CiBRA y Calanda se hermanan en torno a la figura de Luis Buñuel

Toledo, 21/11/2016

La profesora de cine de la Universidad de Zaragoza, Amparo Martínez, ha desgranado la trayectoria de la Orden de Toledo y los principales espacios que visitaban sus integrantes, encabezados por Luis Buñuel

Las andanzas de Luis Buñuel en Toledo como miembro de la conocida como ‘Orden de Toledo’ ha centrado el encuentro entre festivales promovido por CiBRA, que ha contado con la presencia del alcalde, José Manuel Ibáñez, de Calanda, de donde procedía Buñuel, y Amparo Martínez, profesora de cine en el Departamento de Historia del Arte de la Universidad de Zaragoza y especialista en este director.

CiBRA y Calanda se hermanan en torno a la figura de Luis Buñuel

Este encuentro pretende mantenerse en el tiempo y quiere procurar la realización de actividades comunes con el festival que se celebra en este municipio de Teruel. En este sentido, el alcalde de Calanda ha comentado que “nos parece una idea fantástica porque nosotros estamos trabajando en hermanar aquellas ciudades en que Buñuel fue estando”. Dentro de este proyecto, esto “nos ha venido ‘al pelo’ y espero que sea el comienzo de una larga amistad”.

Amparo Martínez, por su parte, hizo un repaso de la historia de la Orden de Toledo, fundada por Buñuel, realizando un recorrido por aquellos espacios que el director de cine visitaba junto con otros grandes del arte, como Salvador Dalí, o de la escritura, como Federico García Lorca.
Venta de Aires, donde se ha celebrado el encuentro, la Plaza de Zocodover, la Posada de la Sangre, la Plaza de Santo Domingo, el convento de San Pedro Mártir o la iglesia de San Román y sus momias y, sobre todo, el Hospital Tavera y la tumba del cardenal, ha apuntado esta profesora, fueron algunos de los espacios que estos maestros fueron visitando durante muchos años, desde 1923 en que fue fundada la orden, y que quedaron reflejados en la filmografía de Buñuel.

“La importancia de la orden, más que por la que tuvo en su momento, radica en cómo quedó en la memoria colectiva del grupo de amigos que venían a Toledo y cómo se convirtió en un mito cuando casi todos estaban muertos o en el exilio”, ha manifestado Martínez.

La profesora ha reconocido que las actividades que realizaba la orden eran fundamentalmente lúdicas, incluyendo algunos ‘ritos’ como el hecho de no asearse durante los días de estancia en Toledo, callejear por la ciudad, dejarse sorprender por las experiencias que les podía ofrecer la ciudad y “procurar no hacer el turismo que se hacía en el siglo XIX sino el que les permitiese encontrarse con espacios que no eran habituales”.

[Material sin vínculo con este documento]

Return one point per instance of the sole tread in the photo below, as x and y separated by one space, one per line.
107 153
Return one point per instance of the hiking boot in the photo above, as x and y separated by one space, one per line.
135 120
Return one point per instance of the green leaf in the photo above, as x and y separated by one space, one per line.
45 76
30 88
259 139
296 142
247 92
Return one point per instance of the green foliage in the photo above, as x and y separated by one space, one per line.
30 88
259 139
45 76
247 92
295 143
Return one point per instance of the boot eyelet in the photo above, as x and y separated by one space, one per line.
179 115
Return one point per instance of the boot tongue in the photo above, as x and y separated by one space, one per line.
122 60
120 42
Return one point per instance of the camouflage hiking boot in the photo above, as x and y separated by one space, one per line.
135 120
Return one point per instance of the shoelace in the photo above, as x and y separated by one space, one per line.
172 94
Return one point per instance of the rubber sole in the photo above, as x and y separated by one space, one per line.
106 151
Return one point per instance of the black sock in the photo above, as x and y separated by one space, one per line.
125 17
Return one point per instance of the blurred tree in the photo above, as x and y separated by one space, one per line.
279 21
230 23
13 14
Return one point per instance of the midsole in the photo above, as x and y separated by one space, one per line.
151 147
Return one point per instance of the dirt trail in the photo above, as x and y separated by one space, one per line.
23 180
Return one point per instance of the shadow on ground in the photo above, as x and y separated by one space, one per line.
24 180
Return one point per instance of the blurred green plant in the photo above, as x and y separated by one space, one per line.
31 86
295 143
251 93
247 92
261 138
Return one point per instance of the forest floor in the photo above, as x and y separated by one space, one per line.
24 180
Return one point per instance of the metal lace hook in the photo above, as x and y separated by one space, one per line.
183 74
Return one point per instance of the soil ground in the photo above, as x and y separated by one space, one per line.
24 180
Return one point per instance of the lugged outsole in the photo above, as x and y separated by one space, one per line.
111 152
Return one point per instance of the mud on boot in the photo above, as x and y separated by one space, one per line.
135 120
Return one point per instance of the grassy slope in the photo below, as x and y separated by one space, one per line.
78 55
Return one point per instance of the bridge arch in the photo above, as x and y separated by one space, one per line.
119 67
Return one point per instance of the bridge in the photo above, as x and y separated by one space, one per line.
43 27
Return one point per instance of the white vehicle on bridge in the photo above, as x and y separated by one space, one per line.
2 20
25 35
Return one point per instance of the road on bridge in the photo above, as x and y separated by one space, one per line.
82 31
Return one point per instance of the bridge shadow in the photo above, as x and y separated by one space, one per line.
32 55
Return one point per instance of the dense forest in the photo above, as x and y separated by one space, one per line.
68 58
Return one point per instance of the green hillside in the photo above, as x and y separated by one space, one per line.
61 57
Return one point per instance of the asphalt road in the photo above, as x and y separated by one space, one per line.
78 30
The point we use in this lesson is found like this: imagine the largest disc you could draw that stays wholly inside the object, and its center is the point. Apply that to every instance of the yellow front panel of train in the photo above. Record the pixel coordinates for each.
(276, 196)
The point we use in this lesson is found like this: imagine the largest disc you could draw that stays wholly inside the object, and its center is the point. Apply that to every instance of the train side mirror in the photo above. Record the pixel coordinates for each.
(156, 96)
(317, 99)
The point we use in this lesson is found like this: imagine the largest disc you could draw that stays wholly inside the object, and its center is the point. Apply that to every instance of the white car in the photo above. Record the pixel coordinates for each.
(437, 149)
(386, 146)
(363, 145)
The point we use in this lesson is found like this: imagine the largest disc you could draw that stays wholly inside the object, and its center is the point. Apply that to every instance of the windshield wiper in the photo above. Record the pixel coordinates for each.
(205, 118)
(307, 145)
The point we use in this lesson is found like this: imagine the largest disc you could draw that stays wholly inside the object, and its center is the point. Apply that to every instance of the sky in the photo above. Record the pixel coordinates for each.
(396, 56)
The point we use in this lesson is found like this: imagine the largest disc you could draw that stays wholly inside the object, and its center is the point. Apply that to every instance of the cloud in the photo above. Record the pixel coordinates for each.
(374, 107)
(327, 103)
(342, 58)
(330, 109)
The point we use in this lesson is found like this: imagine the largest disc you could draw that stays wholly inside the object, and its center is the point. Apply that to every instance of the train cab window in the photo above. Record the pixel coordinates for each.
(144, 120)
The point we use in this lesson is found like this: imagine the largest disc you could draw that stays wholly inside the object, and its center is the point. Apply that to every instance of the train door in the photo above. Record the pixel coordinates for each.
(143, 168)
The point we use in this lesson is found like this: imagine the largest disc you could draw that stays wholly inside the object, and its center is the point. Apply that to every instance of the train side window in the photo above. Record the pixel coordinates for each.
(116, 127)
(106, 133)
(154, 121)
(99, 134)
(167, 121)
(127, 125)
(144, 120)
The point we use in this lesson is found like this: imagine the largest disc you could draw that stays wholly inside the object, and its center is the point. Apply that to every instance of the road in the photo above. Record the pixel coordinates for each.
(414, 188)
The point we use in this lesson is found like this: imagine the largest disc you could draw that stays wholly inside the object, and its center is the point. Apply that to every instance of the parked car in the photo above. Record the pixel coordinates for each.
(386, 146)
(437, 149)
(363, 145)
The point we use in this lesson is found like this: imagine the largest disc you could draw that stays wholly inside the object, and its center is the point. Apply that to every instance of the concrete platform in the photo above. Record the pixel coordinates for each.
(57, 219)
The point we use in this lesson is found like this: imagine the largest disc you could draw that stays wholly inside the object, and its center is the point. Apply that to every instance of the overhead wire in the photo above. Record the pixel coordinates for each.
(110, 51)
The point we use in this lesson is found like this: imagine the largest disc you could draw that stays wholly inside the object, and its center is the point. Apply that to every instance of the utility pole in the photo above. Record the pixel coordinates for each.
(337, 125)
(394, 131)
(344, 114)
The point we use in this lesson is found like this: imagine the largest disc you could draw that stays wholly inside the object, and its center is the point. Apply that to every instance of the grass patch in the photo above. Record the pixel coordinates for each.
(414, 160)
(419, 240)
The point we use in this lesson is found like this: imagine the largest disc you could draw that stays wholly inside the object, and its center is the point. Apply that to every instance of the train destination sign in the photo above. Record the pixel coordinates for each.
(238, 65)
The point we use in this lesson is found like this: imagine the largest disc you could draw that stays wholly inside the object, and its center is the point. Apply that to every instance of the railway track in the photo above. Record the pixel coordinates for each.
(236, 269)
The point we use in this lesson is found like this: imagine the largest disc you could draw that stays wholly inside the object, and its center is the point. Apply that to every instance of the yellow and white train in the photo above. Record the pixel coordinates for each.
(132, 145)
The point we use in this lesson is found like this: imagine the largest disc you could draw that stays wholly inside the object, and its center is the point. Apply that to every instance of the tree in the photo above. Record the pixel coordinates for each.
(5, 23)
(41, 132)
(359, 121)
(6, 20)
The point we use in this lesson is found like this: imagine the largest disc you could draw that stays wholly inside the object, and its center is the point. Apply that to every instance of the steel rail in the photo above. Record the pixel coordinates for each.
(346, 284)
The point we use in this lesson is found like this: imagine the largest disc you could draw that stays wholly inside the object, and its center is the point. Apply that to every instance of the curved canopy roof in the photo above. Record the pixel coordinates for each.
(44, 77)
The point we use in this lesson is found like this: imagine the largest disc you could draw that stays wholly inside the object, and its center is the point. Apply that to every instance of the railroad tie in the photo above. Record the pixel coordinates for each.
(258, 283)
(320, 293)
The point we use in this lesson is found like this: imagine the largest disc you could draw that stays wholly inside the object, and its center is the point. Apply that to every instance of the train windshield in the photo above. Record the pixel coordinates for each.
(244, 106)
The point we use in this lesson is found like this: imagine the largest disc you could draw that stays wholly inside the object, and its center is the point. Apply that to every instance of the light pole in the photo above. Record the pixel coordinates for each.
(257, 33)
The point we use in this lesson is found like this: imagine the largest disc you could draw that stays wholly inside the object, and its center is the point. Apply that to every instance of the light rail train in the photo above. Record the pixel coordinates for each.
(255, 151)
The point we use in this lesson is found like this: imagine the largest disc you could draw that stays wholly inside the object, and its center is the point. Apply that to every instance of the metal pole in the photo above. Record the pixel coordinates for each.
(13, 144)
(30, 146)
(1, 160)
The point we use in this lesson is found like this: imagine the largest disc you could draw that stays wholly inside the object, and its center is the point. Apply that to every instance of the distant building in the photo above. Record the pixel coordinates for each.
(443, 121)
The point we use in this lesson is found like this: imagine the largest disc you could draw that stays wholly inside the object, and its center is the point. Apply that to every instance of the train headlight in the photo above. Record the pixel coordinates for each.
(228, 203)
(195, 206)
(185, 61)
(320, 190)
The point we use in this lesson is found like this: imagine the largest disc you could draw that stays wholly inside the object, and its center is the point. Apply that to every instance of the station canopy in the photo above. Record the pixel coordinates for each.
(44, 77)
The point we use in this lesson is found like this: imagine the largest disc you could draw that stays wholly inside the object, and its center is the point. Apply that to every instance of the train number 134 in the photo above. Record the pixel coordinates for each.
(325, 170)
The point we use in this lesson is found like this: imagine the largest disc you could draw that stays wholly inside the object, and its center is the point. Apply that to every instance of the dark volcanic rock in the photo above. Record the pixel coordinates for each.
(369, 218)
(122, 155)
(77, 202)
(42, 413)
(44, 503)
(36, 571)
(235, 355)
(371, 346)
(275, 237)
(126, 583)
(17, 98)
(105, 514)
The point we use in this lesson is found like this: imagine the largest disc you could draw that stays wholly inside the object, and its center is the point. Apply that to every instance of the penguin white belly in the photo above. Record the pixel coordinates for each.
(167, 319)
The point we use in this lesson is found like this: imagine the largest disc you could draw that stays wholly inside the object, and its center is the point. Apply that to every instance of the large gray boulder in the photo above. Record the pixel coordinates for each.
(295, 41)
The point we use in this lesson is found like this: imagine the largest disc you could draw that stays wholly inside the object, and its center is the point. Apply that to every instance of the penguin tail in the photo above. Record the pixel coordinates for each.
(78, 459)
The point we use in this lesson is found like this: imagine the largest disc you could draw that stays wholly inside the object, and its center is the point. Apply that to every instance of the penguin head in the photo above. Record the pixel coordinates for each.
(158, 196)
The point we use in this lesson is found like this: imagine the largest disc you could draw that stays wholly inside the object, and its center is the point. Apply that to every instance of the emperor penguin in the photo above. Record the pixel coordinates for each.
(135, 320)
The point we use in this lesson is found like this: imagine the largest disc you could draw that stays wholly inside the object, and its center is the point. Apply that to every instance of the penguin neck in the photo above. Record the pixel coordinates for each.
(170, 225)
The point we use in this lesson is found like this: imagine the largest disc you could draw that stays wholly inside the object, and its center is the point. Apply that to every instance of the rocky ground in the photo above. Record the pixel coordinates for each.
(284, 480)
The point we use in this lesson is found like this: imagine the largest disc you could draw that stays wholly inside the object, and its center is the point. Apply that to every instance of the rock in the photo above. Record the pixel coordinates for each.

Pero será Buñuel, cuando vuelve a Toledo a partir de los años 60, quien empieza a traer gente a la ciudad y reconstruye el mito de la Orden, recuperando en tres de sus películas, especialmente, la memoria de la Orden. De forma “escamoteada” en ‘La Vía Láctea’, de manera “manifiesta en ‘Biridiana’” y profusamente en ‘Tristana’, donde prácticamente todo el escenario es la ciudad de Toledo y donde se encuentra ese homenaje directo a la tumba del cardenal Tavera.

Cuestiones varias que ha desgranado esta profesora y que ha contado con una buena participación, sobre todo jóvenes estudiantes interesados en el mundo del cine.